Second, as a scholar, how will you fight the world’s fight? What will you do, for example, to continue to provide a model of the driven, unrelenting, unembarrassed student scholar, seriously and passionately pursuing intellectual work inside and outside the classroom, collaborating on research with professors and fellow students, and thus helping to drive the stake in the heart of the outmoded stereotype of UVa as a party school?
And third, as a leader who is also a scholar, how will you fight the world’s fight? For example, what will those of you who go on, as I’d imagined I would, as diplomats or politicians or public officials, do to nourish public policy with scholarship—to promote environmental and health policies that, instead of ignoring, are deeply informed by scientific research; foreign and defense policies that, instead of turning a deaf ear to scholars who know the most about other regions of the world, reach out and make use of their expertise; economic and social policies that, instead of being short-sighted, reflect the best long-term thinking about changes in the nature of the global workplace and our role within it?
The Jefferson Scholars Foundation believes the annual Faculty Prize and lecture will foster a vital and ongoing dialogue about Jeffersonian ideals that transcends the specific confines of the classroom.
"We seek to encourage the University community as a whole—and not just Jefferson Scholars—to embrace our common Jeffersonian legacy, and to confront the unique benefits, challenges, and obligations that it imparts," said Daniel W. Cunnane (Col, JS ’99) in his introduction of Mr. Ramazani.
The lecture served as the opening event for the first-ever Jefferson Scholars Alumni Reunion. Attended by 124 Jefferson Scholars alumni, the reunion included three days of intellectual and social opportunities at locations around Grounds and Charlottesville.

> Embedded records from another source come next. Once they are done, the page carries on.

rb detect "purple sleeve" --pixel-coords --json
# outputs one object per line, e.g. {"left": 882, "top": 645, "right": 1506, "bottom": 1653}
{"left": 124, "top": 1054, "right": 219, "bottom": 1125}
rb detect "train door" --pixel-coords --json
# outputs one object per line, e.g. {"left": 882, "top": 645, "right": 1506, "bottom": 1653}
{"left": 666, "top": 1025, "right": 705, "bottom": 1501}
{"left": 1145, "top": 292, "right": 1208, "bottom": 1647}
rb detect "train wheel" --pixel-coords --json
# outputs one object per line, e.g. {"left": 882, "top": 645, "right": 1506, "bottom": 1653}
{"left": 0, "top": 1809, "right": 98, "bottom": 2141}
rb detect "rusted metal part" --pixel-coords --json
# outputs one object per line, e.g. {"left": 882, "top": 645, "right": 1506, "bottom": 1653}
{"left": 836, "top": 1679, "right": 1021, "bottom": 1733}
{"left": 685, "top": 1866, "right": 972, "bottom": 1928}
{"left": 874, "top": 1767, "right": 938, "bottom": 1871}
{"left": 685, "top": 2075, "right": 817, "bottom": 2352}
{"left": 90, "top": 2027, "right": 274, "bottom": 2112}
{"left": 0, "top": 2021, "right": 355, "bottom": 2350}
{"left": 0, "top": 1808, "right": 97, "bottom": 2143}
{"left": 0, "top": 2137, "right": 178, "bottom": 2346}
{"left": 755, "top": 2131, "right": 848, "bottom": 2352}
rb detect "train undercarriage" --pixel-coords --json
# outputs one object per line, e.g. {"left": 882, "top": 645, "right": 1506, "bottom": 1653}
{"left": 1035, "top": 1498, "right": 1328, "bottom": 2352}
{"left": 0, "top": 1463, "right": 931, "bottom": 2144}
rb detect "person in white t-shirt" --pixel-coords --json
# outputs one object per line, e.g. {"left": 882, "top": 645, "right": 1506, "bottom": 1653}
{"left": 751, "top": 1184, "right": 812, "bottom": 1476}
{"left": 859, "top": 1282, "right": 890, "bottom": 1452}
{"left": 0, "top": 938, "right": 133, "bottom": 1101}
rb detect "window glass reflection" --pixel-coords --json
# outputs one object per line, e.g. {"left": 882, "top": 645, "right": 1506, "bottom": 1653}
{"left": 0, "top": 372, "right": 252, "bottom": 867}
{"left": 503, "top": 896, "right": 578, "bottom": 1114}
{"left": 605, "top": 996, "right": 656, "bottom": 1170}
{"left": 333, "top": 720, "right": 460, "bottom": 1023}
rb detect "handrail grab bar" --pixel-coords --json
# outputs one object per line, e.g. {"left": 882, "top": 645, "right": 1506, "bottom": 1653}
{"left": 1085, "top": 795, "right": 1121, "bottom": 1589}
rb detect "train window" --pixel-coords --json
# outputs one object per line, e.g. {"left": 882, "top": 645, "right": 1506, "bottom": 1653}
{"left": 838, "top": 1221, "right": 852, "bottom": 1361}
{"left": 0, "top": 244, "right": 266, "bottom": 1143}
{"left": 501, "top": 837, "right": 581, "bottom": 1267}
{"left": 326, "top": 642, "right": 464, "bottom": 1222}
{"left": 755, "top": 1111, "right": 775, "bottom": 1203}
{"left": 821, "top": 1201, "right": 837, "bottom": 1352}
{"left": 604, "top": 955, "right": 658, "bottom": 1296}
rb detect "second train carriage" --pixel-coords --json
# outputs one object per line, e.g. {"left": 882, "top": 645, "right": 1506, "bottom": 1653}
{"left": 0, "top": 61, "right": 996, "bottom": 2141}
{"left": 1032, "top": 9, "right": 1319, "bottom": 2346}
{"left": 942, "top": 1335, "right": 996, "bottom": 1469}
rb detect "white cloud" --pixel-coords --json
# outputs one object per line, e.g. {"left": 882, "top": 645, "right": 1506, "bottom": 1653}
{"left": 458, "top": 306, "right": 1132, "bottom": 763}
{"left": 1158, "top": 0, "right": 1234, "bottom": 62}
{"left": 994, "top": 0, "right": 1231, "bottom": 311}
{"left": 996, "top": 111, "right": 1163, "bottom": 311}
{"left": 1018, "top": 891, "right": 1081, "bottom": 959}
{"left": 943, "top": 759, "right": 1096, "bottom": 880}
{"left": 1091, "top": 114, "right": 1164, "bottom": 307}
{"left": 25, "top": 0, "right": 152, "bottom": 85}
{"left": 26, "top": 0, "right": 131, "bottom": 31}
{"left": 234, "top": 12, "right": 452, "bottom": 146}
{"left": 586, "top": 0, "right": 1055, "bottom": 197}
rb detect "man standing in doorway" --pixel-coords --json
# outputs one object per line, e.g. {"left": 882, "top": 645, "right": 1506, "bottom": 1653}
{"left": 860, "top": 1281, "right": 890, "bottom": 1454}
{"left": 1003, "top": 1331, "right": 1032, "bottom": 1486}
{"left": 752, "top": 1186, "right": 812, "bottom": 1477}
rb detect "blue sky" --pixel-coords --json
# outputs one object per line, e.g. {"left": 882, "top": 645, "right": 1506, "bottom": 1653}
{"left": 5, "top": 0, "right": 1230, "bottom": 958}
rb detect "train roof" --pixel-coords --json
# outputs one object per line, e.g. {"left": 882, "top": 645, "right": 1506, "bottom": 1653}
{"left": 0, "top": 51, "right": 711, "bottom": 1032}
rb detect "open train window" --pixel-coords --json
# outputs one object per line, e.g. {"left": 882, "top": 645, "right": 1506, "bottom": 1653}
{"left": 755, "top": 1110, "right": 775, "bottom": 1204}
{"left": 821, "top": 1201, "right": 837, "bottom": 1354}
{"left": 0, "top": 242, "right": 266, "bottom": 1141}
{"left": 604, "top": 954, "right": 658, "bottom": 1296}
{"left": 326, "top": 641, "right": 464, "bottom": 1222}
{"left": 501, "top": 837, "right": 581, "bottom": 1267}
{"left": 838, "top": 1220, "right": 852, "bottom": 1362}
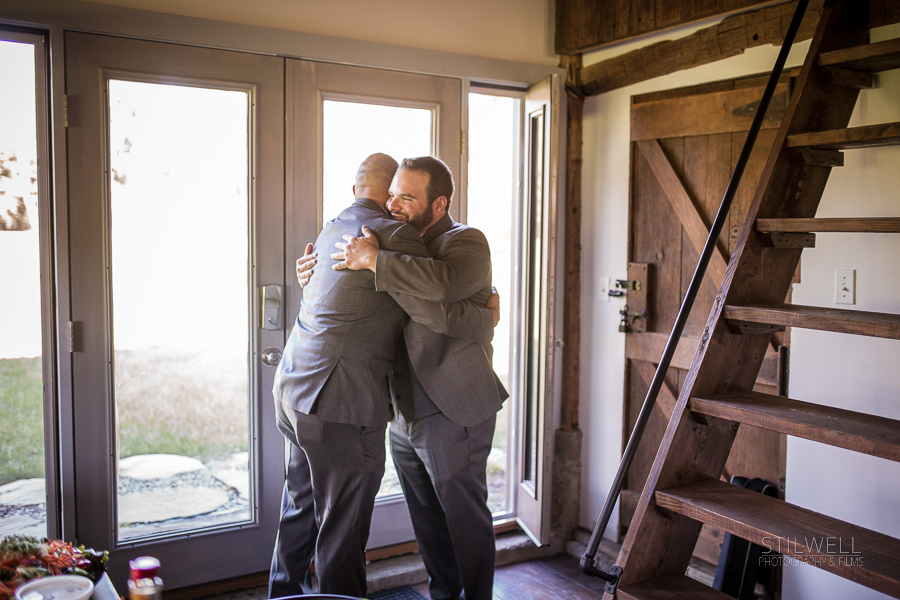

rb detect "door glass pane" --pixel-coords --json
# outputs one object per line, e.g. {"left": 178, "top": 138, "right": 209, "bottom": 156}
{"left": 523, "top": 108, "right": 545, "bottom": 495}
{"left": 322, "top": 100, "right": 432, "bottom": 225}
{"left": 108, "top": 80, "right": 251, "bottom": 540}
{"left": 322, "top": 99, "right": 432, "bottom": 499}
{"left": 467, "top": 92, "right": 517, "bottom": 515}
{"left": 0, "top": 39, "right": 45, "bottom": 539}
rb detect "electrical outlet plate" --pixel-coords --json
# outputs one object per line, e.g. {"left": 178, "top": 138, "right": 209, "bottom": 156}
{"left": 835, "top": 269, "right": 855, "bottom": 305}
{"left": 599, "top": 276, "right": 610, "bottom": 302}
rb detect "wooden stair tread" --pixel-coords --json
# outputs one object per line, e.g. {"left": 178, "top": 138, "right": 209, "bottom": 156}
{"left": 819, "top": 38, "right": 900, "bottom": 72}
{"left": 787, "top": 122, "right": 900, "bottom": 149}
{"left": 723, "top": 303, "right": 900, "bottom": 339}
{"left": 756, "top": 217, "right": 900, "bottom": 233}
{"left": 619, "top": 573, "right": 732, "bottom": 600}
{"left": 690, "top": 391, "right": 900, "bottom": 462}
{"left": 655, "top": 479, "right": 900, "bottom": 597}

R. Jahan Ramazani graduated from the University with highest distinction in 1981 and joined the faculty in 1988, after earning an M.Phil. at Oxford and a Ph.D. at Yale. He was Chair of the Faculty Senate from 1997 to 1998, and then held the Mayo NEH Distinguished Teaching Professorship between 2001 and 2004. He is the author of three books on modern and contemporary poetry: Yeats and the Poetry of Death: Elegy, Self-Elegy, and the Sublime (Yale University Press, 1990), Poetry of Mourning: The Modern Elegy from Hardy to Heaney (University of Chicago Press, 1994), and The Hybrid Muse: Postcolonial Poetry in English ( University of Chicago Press , 2001). Poetry of Mourning was a finalist for the National Book Critics Circle Award. In 2003, Professor Ramazani edited the third edition of The Norton Anthology of Modern and Contemporary Poetry. This year, he edited The Norton Anthology of English Literature’s volume on The Twentieth Century and After. He has won the Guggenheim Fellowship, the NEH Fellowship, and the Rhodes Scholarship.